I’ve been sad before (maybe I still am.) I know what “tired” means. It means you’re really sad, or triggered, or upset, or too ashamed to admit what’s really going on because you already feel like such a waste you don’t want to bother any one. She is tired a lot. She is not a waste.
Some days she actually was tired, really tired. She had bags under her eyes that no amount of pumpkin flavored coffee could ever fix.
She stopped sleeping. She stopped eating, ironically because she was FED up with her image.
She is breathe taking, absolutely beautiful, not in a hallmark, but in a “when she looks at me I get dizzy” kind of way. She just never saw that, and I could never show her…
You see, I’m not a very good man, I’m not there for her in a lot of ways that I should be. I try to be, I do. I’m just, broken. I can’t put into words the affection my body holds for her, I can’t speak it, I can’t show it, but like a massive splinter, or a pounding head ache, my affection is there.
I take a bulk of the responsibility behind the drifting.
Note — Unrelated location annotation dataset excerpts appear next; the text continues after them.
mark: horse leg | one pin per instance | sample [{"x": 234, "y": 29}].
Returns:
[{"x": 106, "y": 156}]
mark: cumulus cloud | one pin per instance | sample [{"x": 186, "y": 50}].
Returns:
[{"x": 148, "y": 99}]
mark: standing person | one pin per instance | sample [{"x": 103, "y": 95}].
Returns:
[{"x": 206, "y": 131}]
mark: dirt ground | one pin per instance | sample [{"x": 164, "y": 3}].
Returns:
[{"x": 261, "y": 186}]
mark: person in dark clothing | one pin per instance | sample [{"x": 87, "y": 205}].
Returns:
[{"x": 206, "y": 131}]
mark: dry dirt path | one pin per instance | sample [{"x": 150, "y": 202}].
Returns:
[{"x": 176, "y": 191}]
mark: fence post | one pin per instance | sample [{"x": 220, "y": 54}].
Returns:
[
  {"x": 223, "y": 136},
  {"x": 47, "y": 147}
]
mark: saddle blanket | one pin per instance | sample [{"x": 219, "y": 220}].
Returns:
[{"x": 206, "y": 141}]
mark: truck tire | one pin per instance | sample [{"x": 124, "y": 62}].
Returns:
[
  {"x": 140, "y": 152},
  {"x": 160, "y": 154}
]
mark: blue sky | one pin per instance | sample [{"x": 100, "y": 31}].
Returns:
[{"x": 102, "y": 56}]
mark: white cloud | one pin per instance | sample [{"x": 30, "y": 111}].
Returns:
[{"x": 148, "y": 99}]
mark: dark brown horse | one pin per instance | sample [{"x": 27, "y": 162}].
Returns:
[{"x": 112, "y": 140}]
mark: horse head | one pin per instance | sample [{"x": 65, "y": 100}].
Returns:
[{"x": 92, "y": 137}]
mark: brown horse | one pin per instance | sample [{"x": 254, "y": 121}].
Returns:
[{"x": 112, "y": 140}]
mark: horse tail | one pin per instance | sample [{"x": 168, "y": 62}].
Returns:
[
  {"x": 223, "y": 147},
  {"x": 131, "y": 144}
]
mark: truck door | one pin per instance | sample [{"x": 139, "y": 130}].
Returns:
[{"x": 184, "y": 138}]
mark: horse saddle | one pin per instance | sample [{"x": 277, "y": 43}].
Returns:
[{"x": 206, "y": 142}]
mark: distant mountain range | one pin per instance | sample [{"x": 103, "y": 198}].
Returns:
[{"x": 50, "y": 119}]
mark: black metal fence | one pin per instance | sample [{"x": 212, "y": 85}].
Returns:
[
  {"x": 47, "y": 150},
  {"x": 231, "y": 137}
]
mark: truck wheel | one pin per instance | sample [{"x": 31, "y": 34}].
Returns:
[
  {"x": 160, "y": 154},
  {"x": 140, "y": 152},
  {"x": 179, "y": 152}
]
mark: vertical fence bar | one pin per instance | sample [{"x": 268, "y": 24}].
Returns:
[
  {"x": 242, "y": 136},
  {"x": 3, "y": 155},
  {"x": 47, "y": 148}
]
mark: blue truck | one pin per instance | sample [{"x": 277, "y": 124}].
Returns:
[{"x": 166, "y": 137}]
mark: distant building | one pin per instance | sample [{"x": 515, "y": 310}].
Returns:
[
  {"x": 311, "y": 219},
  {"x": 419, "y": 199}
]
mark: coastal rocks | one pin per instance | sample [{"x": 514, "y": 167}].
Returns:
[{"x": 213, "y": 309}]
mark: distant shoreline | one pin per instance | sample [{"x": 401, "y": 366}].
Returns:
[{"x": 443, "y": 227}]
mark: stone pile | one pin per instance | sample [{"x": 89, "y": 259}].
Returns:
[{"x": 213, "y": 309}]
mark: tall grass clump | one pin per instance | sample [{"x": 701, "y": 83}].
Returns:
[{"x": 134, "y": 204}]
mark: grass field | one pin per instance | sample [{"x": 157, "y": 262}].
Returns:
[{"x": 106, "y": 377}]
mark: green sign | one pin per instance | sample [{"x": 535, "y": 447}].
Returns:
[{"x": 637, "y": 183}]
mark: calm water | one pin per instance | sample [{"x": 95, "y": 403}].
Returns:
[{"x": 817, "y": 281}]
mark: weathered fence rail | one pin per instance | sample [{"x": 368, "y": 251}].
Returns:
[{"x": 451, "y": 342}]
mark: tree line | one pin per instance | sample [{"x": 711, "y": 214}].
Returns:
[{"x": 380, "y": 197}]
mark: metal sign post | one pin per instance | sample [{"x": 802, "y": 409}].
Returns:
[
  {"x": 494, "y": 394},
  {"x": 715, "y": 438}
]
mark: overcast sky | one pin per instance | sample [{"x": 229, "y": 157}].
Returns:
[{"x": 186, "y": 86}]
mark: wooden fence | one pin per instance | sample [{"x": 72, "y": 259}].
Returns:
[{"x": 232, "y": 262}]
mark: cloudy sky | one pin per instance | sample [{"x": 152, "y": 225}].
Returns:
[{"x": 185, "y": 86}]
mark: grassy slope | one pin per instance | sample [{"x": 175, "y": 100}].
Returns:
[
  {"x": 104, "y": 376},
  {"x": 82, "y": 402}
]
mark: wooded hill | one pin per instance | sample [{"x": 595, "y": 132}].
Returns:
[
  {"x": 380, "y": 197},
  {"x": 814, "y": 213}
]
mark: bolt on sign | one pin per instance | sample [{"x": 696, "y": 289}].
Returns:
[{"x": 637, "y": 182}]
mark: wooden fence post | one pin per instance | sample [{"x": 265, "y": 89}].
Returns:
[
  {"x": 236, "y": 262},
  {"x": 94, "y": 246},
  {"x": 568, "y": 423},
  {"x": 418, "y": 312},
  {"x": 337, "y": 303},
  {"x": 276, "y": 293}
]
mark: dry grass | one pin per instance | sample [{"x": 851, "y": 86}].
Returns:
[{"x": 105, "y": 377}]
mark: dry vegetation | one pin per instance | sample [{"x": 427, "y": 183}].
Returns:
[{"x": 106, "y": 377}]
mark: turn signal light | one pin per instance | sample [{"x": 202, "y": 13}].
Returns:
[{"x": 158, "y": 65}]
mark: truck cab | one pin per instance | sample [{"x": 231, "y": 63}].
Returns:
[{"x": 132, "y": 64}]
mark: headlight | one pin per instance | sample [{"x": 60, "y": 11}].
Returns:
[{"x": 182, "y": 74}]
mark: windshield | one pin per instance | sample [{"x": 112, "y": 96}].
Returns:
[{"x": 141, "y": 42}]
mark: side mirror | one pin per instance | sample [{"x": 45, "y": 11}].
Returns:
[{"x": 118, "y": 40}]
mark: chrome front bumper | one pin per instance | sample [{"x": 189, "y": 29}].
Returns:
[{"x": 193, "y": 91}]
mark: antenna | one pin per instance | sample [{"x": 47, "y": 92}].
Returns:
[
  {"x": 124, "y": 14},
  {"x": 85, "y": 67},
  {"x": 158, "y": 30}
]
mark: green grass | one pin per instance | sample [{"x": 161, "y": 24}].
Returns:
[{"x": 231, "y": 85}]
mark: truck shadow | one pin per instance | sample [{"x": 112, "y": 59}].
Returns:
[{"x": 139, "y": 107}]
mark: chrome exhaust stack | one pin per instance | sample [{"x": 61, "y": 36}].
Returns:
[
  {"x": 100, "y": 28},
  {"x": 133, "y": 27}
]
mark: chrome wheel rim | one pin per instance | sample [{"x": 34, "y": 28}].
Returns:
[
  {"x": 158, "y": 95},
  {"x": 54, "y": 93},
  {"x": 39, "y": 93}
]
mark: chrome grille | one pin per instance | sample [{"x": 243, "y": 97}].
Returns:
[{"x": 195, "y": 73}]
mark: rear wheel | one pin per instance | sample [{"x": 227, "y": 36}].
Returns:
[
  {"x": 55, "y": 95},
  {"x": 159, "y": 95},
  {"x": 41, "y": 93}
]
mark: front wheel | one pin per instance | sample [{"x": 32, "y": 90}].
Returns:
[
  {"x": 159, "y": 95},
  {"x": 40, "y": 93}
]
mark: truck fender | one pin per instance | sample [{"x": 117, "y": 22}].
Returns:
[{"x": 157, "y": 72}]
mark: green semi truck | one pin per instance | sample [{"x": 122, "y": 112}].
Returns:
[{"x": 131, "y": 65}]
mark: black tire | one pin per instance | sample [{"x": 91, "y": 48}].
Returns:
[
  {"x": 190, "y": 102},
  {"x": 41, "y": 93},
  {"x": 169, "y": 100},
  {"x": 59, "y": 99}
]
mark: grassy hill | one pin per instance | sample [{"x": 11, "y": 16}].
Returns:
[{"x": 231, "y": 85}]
I miss her, more and more with each “wasted” day. I wish I could see her again. I know she’s not fully gone, she’s still there, I still see her every day. But if I ever get the blessing of seeing her again, I’d hold her close and tell her “I love you, you’ll never be alone again”
I just hope it wouldn’t get complicated.
I hope it would stay as simple as I love you. Because I do. I always will.